Threat from deadly Western wildfires persists


Alex Nelson monitors a backfire, flames lit by firefighters to burn off vegetation, while battling the Mosquito Fire in the Volcanoville community of El Dorado County, Calif., on Friday, Sept. 9, 2022. Nelson is part of Alaska’s Pioneer Peak Interagency Hotshot crew. (AP Photo/Noah Berger)

(NewsNation) — The deadly Fairview Fire that’s been burning in Riverside County, California, for nearly a week is now nearly half contained thanks to drenching rain from Tropical Storm Kay.

“And the rain that we have received has come in a nice steady rainfall as opposed to a heavy deluge,” said fire command meteorologist Matt Mehle.

According to a Cal Fire incident report Sunday, “Cooler temperatures and higher humidity assisted with moderating some fire activity,” but higher winds allowed the flames to push to the north and northeast.”

But now, there are some new concerns.

“You’ve got wetlands, you’ve got muddy areas, the traction’s really bad out there, you’ve got the possibility of falling trees and electricity that may have been affected,” said Doug Ulibarri of the Califoirnia incident management team.

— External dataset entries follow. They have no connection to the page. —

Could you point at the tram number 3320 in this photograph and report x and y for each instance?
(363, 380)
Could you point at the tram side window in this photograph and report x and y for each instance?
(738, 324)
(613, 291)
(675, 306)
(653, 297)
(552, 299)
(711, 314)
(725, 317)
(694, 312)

The bigger incident now is the Mosquito Fire, which broke out Tuesday night and has already scorched nearly 42,000 acres — an area three times the size of Manhattan.

According to Mosquito Fire spokesperson Chris Valenzuela, the“fire is pretty much a wild animal, we can’t tame it, we can just try to control it and extinguish it.”

Containment is only at 10% and flames are still threatening almost 6,000 homes in Placer and El Dorado Counties. Over 11-thousand people remain evacuated.

Cal Fire expects it will take at least a month for full containment of the Mosquito Fire.

The blazes are among more than 90 active fires across the country, including in Montana, California and Idaho, the National Interagency Fire Center said

“I have a little anxiety, running around. The unknown is the hardest part. But I know a lot of people, especially in Michigan bluff, they lost a lot.” said Gary Magnesen who was evacuated due to the spreading flames of the Mosquito Fire.

There were 18 large fires burning in Oregon and Washington, leading to evacuations and targeted power outages in Oregon as the challenge of dry and windy conditions continued in the region.

In Oregon, the Cedar Creek fire has devoured over 50,000 acres in Lane County, forcing evacuations in two towns.

Like evacuees in California, many can only wait and wonder.

“Worried, scared to death that weren’t gonna have a home when we got back. And we still don’t know. We still don’t know,”said evacuee Derek Jones.

The Associated Press contributed to this report.